Share your dilemmas and get honest opinions from other Mumsnetters.

To go No Contact with Ex DP while still living together?

298 replies

Puttingontheritz23 · 14/09/2017 09:52

After two years of DP ending our relationship, then changing his mind, then ending it etc we have finally ended it for good this time.

However, we have two kids and one has a disability, and also a dog. I'm the main stay at home carer as the youngest goes to a unit but only part time. I don't work yet but hope to the future.

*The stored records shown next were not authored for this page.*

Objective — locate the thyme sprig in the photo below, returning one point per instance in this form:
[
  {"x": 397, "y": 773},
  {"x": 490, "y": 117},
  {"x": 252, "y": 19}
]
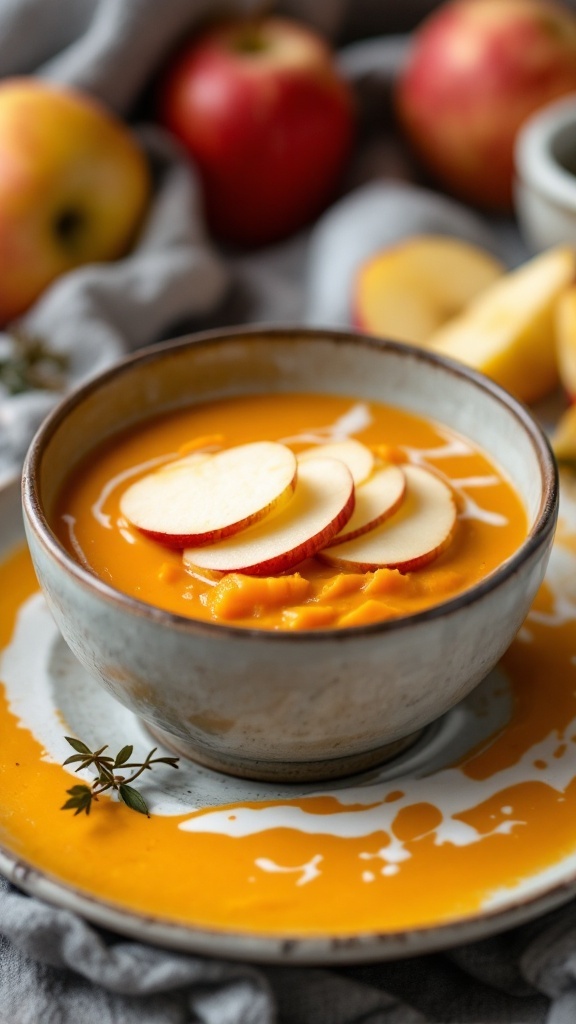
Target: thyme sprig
[
  {"x": 81, "y": 796},
  {"x": 32, "y": 364}
]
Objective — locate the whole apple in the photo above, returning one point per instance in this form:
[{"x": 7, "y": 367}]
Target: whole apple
[
  {"x": 268, "y": 121},
  {"x": 477, "y": 69},
  {"x": 74, "y": 186}
]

It's DP house in his name. I'm desperate not to go back to the cycle of 'hanging out' in the house, as last time DP starting buying me chocolates and being nice even though he'd clearly ended the relationship, as I find it head wrecking. He's said he won't kick me out, I have no family near, and frankly I don't want to leave for a good while because, well why should I put myself and the kids through all the aggro? I've told him I'd like him to leave, but of course I can't make him it's his house!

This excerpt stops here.